Weidemann had stopped taking antidepressants in order to participate in the trial—and has not returned to them since. "It was a very rich sensory experience and very memorable, but I didn't come to any conclusions about my place in universe or god or anything like that," he says.
Although some participants did have bad trips, these experiences of panic, distress and despair tended to be short-lived and some even resulted in the most meaningful sense of change later, according to Griffiths. Researchers attribute the general lack of harm mainly to the fact that participants were well-screened in advance and prepared psychologically with as many as eight hours of counseling and meetings before taking the drug. While tripping, at least in the Hopkins study, they were in a familiar room, guided by soothing music and supportive counselors. And afterwards, they met again to process what had happened.
Check out Hamilton's visit to a clandestine shroom lab on VICELAND.
The research raises fascinating questions. For one, is it the sense of meaning, purpose and spiritual renewal that causes therapeutic change—or is this just a side effect of how the drug acts within the brain? And could those effects occur in a drug that doesn't make you trip at all, but does affect the same receptors?
Second, why is American drug policy so out of line with the potential benefits and low risks of these medicines? Classic hallucinogens like psilocybin and LSD are not linked with addiction. In fact, their action on one specific serotonin receptor has been hypothesized to account both for why they aren't addictive and why they may actually be useful in fighting addiction to other drugs.
Moreover, a large population study now suggests that even recreational users do not have higher risks of lasting psychiatric problems. That being said, psychedelics can certainly cause significant distress if used inappropriately, particularly to those who have serious mental illness.

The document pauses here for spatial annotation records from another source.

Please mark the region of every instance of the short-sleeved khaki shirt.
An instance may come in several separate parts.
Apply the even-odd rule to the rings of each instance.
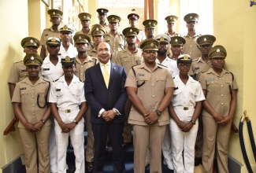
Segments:
[[[125,48],[124,50],[117,53],[117,58],[113,61],[113,63],[123,66],[128,74],[132,66],[140,64],[142,63],[141,50],[136,49],[133,53]]]
[[[78,56],[76,57],[76,72],[75,75],[79,78],[79,79],[84,81],[85,73],[84,72],[96,64],[98,60],[97,58],[91,57],[87,55],[87,58],[82,63],[78,58]]]
[[[42,120],[44,113],[47,109],[45,108],[39,108],[39,105],[43,107],[46,103],[46,96],[50,83],[43,80],[42,78],[33,85],[28,78],[16,83],[12,102],[21,103],[21,111],[28,120],[31,123],[36,123]],[[39,97],[39,100],[37,101]],[[49,119],[44,127],[50,126],[51,121]],[[24,124],[20,121],[18,123],[19,128],[25,128]]]
[[[113,51],[112,59],[116,58],[117,52],[124,50],[124,36],[119,31],[115,37],[113,36],[110,32],[107,33],[105,37],[105,42],[109,44]]]
[[[230,109],[231,91],[238,89],[232,73],[222,69],[219,75],[211,68],[201,75],[199,82],[202,89],[207,91],[206,98],[210,105],[217,113],[227,116]],[[202,116],[212,117],[206,110],[202,111]]]
[[[191,38],[187,35],[184,36],[184,39],[186,40],[186,44],[183,46],[182,53],[190,55],[191,58],[193,60],[201,57],[201,51],[198,46],[196,42],[196,39],[201,35],[195,35],[194,37]]]
[[[133,67],[135,74],[130,70],[126,79],[125,87],[138,88],[137,95],[143,106],[148,112],[158,109],[163,98],[165,88],[175,87],[173,76],[166,68],[155,64],[151,72],[144,63]],[[138,86],[138,85],[141,85]],[[132,105],[129,115],[128,123],[132,124],[148,126],[141,115]],[[154,126],[163,126],[169,123],[167,109],[164,110]]]
[[[23,61],[14,63],[9,73],[8,83],[17,83],[23,80],[28,76],[26,66],[24,64]]]

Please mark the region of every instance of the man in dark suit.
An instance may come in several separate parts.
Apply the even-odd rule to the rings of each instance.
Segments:
[[[85,72],[85,98],[91,106],[91,122],[95,137],[94,171],[102,172],[107,134],[113,147],[114,172],[124,172],[122,134],[127,100],[123,67],[110,62],[110,46],[101,42],[97,47],[99,63]]]

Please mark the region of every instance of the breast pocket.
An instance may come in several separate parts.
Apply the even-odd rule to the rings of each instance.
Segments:
[[[166,85],[166,78],[165,77],[157,77],[156,79],[156,89],[163,90],[165,88]]]

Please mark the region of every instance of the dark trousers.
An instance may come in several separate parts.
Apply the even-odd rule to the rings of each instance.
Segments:
[[[95,137],[94,173],[103,171],[104,156],[106,136],[109,134],[109,142],[113,148],[113,166],[115,173],[125,171],[124,153],[122,149],[122,134],[124,123],[104,124],[92,123],[92,131]]]

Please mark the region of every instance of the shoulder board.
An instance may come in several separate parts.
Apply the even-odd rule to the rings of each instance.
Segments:
[[[56,79],[56,80],[54,80],[53,82],[55,83],[56,81],[58,81],[59,79]]]
[[[14,62],[13,64],[17,64],[17,63],[19,63],[19,62],[21,62],[22,60],[20,60],[20,61],[17,61],[17,62]]]
[[[168,68],[167,66],[163,65],[163,64],[158,64],[158,65],[159,65],[160,67]]]

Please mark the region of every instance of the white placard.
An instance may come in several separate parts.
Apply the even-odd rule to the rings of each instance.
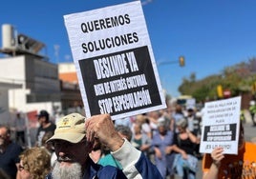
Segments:
[[[166,108],[140,1],[64,16],[86,116]]]
[[[222,147],[224,153],[238,153],[240,111],[240,96],[205,103],[200,152],[211,153]]]

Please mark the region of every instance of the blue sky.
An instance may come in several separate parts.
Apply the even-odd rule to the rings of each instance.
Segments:
[[[0,8],[0,24],[45,43],[51,62],[73,62],[63,15],[126,2],[131,0],[9,0]],[[173,97],[192,72],[202,79],[256,56],[255,0],[141,2],[155,59],[170,61],[158,70],[162,88]],[[178,63],[181,55],[183,68]]]

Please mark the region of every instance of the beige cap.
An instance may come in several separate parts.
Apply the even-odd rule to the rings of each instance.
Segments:
[[[54,135],[47,142],[53,140],[65,140],[71,143],[80,142],[86,134],[85,119],[79,113],[71,113],[62,117],[56,124]]]

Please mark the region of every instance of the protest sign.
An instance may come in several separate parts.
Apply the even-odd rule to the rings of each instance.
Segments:
[[[140,1],[64,16],[86,116],[166,108]]]
[[[205,103],[200,152],[211,153],[224,148],[224,153],[237,154],[241,97]]]

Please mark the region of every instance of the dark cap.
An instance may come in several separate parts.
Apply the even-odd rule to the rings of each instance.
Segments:
[[[46,118],[48,118],[49,117],[49,113],[46,110],[40,110],[39,114],[37,114],[37,117],[38,118],[40,118],[40,117],[46,117]]]

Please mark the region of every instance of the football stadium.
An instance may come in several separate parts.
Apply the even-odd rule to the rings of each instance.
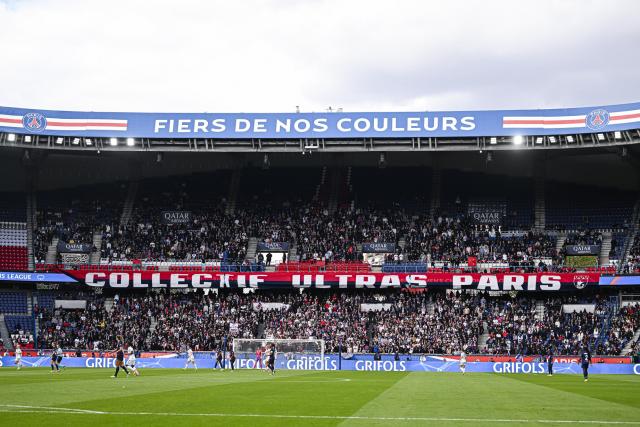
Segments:
[[[35,5],[0,1],[0,40]],[[640,426],[640,102],[93,111],[0,87],[2,425]]]

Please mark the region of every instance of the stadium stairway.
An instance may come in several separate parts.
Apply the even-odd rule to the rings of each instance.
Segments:
[[[11,340],[11,335],[9,335],[7,324],[4,321],[4,314],[0,314],[0,337],[2,337],[2,342],[4,343],[5,348],[13,350],[13,342]]]
[[[431,206],[429,207],[429,218],[433,219],[440,209],[440,190],[442,189],[442,170],[439,167],[433,168],[433,178],[431,180]]]
[[[538,300],[536,302],[536,319],[544,320],[544,315],[546,312],[546,308],[544,302],[542,300]]]
[[[631,248],[633,247],[633,243],[638,236],[638,222],[640,222],[640,199],[636,200],[635,205],[633,205],[633,215],[631,217],[631,227],[629,227],[629,234],[625,239],[624,249],[622,250],[622,255],[620,256],[620,262],[618,263],[618,273],[622,272],[624,265],[626,264],[627,258],[629,258],[629,253],[631,252]]]
[[[558,233],[558,240],[556,240],[556,252],[560,253],[564,248],[564,242],[567,241],[567,232]]]
[[[535,183],[535,204],[534,204],[534,214],[535,220],[533,224],[533,228],[536,231],[543,231],[547,226],[547,217],[546,217],[546,203],[544,199],[544,178],[536,177]],[[562,242],[564,245],[564,241]]]
[[[244,259],[254,262],[256,260],[256,250],[258,249],[258,238],[255,236],[249,237],[247,242],[247,254]]]
[[[258,330],[256,331],[256,338],[264,338],[264,322],[258,323]]]
[[[54,238],[51,239],[51,244],[47,248],[47,256],[45,258],[47,264],[58,263],[58,240],[60,239],[58,239],[57,236],[54,236]]]
[[[31,316],[33,313],[33,292],[27,291],[27,314]]]
[[[136,203],[136,195],[138,194],[138,188],[140,184],[138,181],[132,181],[127,189],[127,196],[124,199],[124,206],[122,207],[122,215],[120,215],[120,226],[125,226],[131,221],[133,215],[133,207]],[[100,247],[100,246],[96,246]]]
[[[489,324],[486,320],[482,322],[482,330],[484,332],[478,338],[478,349],[480,351],[487,346],[487,341],[489,341]]]
[[[240,183],[242,182],[242,168],[235,168],[231,174],[231,182],[229,183],[229,197],[227,198],[227,207],[225,213],[233,215],[238,203],[238,193],[240,192]]]
[[[613,240],[613,233],[611,231],[605,231],[602,233],[602,245],[600,246],[600,256],[598,257],[598,265],[601,267],[609,265],[611,240]]]
[[[289,261],[297,261],[298,260],[298,242],[297,241],[293,241],[291,242],[291,246],[289,246],[289,255],[287,255],[287,259]]]
[[[111,313],[111,310],[113,310],[114,305],[115,303],[113,302],[113,298],[105,298],[104,309],[107,313]]]
[[[27,195],[27,259],[29,271],[33,271],[36,268],[33,251],[33,229],[35,224],[35,197],[33,193]]]
[[[147,335],[147,345],[151,347],[151,340],[153,339],[153,334],[156,331],[156,326],[158,325],[158,321],[155,317],[151,317],[149,322],[149,334]]]
[[[436,312],[436,304],[433,302],[427,303],[427,314],[433,314]]]
[[[327,181],[327,167],[322,167],[322,172],[320,174],[320,183],[316,186],[316,191],[313,195],[313,200],[318,201],[320,199],[320,190],[324,186],[324,183]]]
[[[398,246],[400,246],[400,249],[404,251],[404,247],[406,245],[407,245],[407,239],[405,239],[405,236],[402,236],[400,239],[398,239]]]
[[[638,339],[640,338],[640,328],[638,328],[636,330],[636,333],[633,334],[633,338],[631,338],[629,340],[629,342],[624,346],[624,348],[622,349],[622,351],[620,352],[620,356],[624,356],[625,354],[629,354],[629,352],[631,351],[631,347],[633,346],[633,344],[635,342],[638,341]]]
[[[102,233],[100,231],[93,232],[93,247],[97,248],[95,252],[91,252],[89,255],[89,263],[92,265],[100,264],[100,248],[102,247]]]

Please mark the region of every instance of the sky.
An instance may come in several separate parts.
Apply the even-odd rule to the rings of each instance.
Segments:
[[[640,101],[638,0],[0,0],[0,105],[425,111]]]

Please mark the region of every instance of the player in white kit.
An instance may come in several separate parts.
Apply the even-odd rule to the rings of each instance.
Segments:
[[[20,344],[16,345],[16,366],[18,370],[22,368],[22,349],[20,348]]]
[[[136,355],[133,351],[133,347],[129,346],[127,353],[129,354],[129,357],[127,358],[127,366],[131,368],[133,375],[136,377],[140,376],[140,372],[138,371],[138,368],[136,368]]]
[[[196,368],[196,371],[198,370],[198,365],[196,365],[196,358],[193,357],[193,350],[191,349],[187,350],[187,363],[185,363],[184,368],[182,369],[187,369],[189,364],[193,365],[193,367]]]
[[[467,354],[463,351],[460,352],[460,372],[464,375],[467,370]]]

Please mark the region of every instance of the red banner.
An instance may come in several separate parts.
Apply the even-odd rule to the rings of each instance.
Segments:
[[[220,273],[176,271],[78,271],[66,274],[93,287],[110,288],[431,288],[481,291],[560,291],[597,286],[598,273]]]

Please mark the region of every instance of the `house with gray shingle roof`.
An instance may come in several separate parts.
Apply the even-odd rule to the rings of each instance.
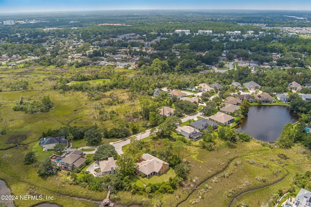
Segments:
[[[214,88],[214,91],[215,91],[216,92],[217,91],[220,91],[223,88],[223,86],[220,84],[218,83],[214,83],[210,85],[210,87]],[[215,88],[216,88],[218,90],[215,90]]]
[[[138,171],[147,177],[154,175],[158,176],[170,168],[170,164],[148,153],[143,154],[141,159],[143,161],[138,164]]]
[[[162,91],[162,89],[160,88],[156,88],[156,89],[155,89],[155,92],[154,92],[154,96],[158,96],[159,92],[160,91]]]
[[[233,116],[220,111],[217,112],[216,114],[209,116],[208,118],[208,120],[221,126],[226,125],[234,121],[234,117]]]
[[[241,105],[242,101],[239,98],[235,97],[229,96],[225,98],[225,103],[230,103],[231,104],[236,105],[237,106]]]
[[[289,97],[287,95],[284,94],[276,94],[276,98],[277,100],[283,102],[287,102],[288,101]]]
[[[292,90],[293,93],[295,93],[296,91],[301,91],[301,85],[296,81],[293,81],[288,84],[287,88]]]
[[[114,174],[117,168],[117,160],[115,160],[113,157],[108,158],[106,160],[100,160],[98,162],[102,174]]]
[[[261,88],[261,86],[257,83],[257,82],[252,80],[250,82],[247,82],[243,83],[243,86],[246,88],[248,90],[257,90]]]
[[[219,111],[223,113],[227,114],[235,114],[238,113],[240,110],[240,107],[239,106],[227,103],[225,103],[225,106],[219,110]]]
[[[208,125],[211,126],[213,129],[217,128],[217,124],[204,118],[201,118],[195,122],[190,123],[190,126],[199,130],[206,130]]]
[[[82,167],[86,160],[84,158],[83,151],[75,150],[61,160],[61,168],[71,171]]]
[[[311,206],[311,192],[302,188],[295,198],[294,203],[296,207],[310,207]]]

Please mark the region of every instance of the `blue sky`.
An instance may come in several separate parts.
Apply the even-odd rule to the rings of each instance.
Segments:
[[[0,13],[124,9],[311,10],[310,0],[0,0]]]

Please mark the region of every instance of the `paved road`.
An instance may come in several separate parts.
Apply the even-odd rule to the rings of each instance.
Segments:
[[[191,115],[187,116],[187,117],[181,119],[181,121],[182,122],[185,122],[190,119],[193,119],[194,120],[197,120],[197,118],[196,118],[197,116],[204,117],[204,116],[202,114],[202,112],[198,112],[197,113],[195,113]],[[135,137],[136,137],[136,140],[142,140],[143,139],[144,139],[149,136],[149,135],[150,135],[150,130],[151,129],[148,129],[146,130],[145,133],[139,133],[139,134],[136,134],[135,135],[133,135],[131,137],[130,137],[129,138],[127,138],[126,140],[123,140],[119,141],[118,142],[116,142],[114,143],[109,143],[111,144],[112,146],[114,146],[115,148],[116,148],[116,151],[117,151],[118,154],[119,154],[119,155],[121,155],[123,154],[123,151],[122,151],[122,147],[123,146],[124,146],[126,144],[128,144],[130,143],[131,142],[131,138]],[[78,149],[81,150],[82,149],[82,148],[95,149],[94,151],[84,152],[84,153],[85,153],[86,155],[88,155],[90,154],[95,154],[98,147],[98,146],[84,146],[83,147],[80,147]],[[72,150],[75,150],[74,149],[72,149]]]

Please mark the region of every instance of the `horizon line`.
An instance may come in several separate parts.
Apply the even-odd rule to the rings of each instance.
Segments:
[[[311,12],[310,10],[291,10],[291,9],[105,9],[105,10],[55,10],[55,11],[32,11],[32,12],[1,12],[0,16],[2,15],[10,15],[10,14],[26,14],[29,13],[57,13],[57,12],[104,12],[104,11],[284,11],[284,12]]]

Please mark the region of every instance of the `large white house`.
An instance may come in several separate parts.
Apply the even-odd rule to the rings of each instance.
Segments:
[[[185,33],[187,35],[190,34],[190,30],[177,30],[175,31],[175,33],[177,33],[179,34],[181,34],[183,33]]]
[[[213,34],[212,30],[199,30],[198,31],[198,34],[201,34],[202,35],[211,35]]]

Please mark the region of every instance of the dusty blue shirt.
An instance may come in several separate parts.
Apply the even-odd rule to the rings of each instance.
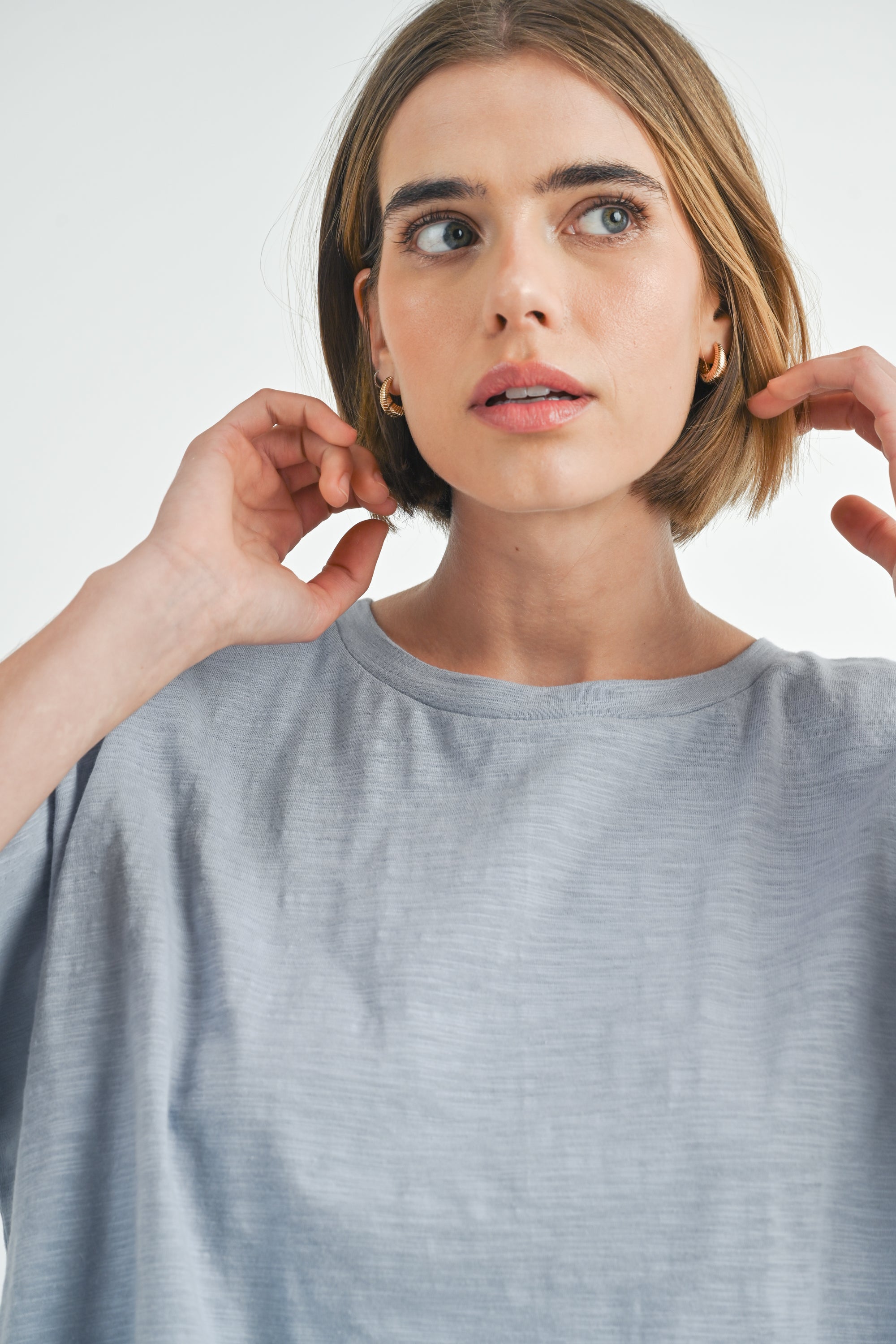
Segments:
[[[0,855],[3,1344],[896,1340],[896,665],[231,648]]]

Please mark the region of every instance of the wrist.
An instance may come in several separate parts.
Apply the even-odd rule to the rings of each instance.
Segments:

Psychiatrist Allen Frances, who chaired the task force that produced the fourth revision of Diagnostic and Statistical Manual (DSM-IV), urges caution, not blind optimism, for the moment.
"The benefits of new treatments are always exaggerated at the start," he says. "Psilocybin may be very useful in helping some cancer patients deal with their psychological and spiritual challenges; it may be very harmful to others... Widespread premature introduction into general clinical practice would be unwise."
That is certainly true. It's also true that, as psychiatrist and former American Psychiatric Association President Jeffrey Lieberman and his co-author Daniel Shalev put it in one commentary accompanying the research, "The degree of restriction for illegal drugs does not correlate with their risk of harm, and there is no formalized process for reviewing these determinations at the national or international level."
That must change. It is simply insane that drugs that may treat major psychiatric disorders in a single dose can't be easily tested and approved if shown to be effective—all because America can't seem to get over a lingering hatred for hippies.
And our next president represents a new wild card in this ongoing national saga.
"Historically, Republicans have been better at funding research and development and Democrats have been better at funding services," says Lieberman, the former APA president. "But with Trump all bets are off. I hope he will see the importance of funding biomedical research, and he did have a brother who suffered from alcoholism."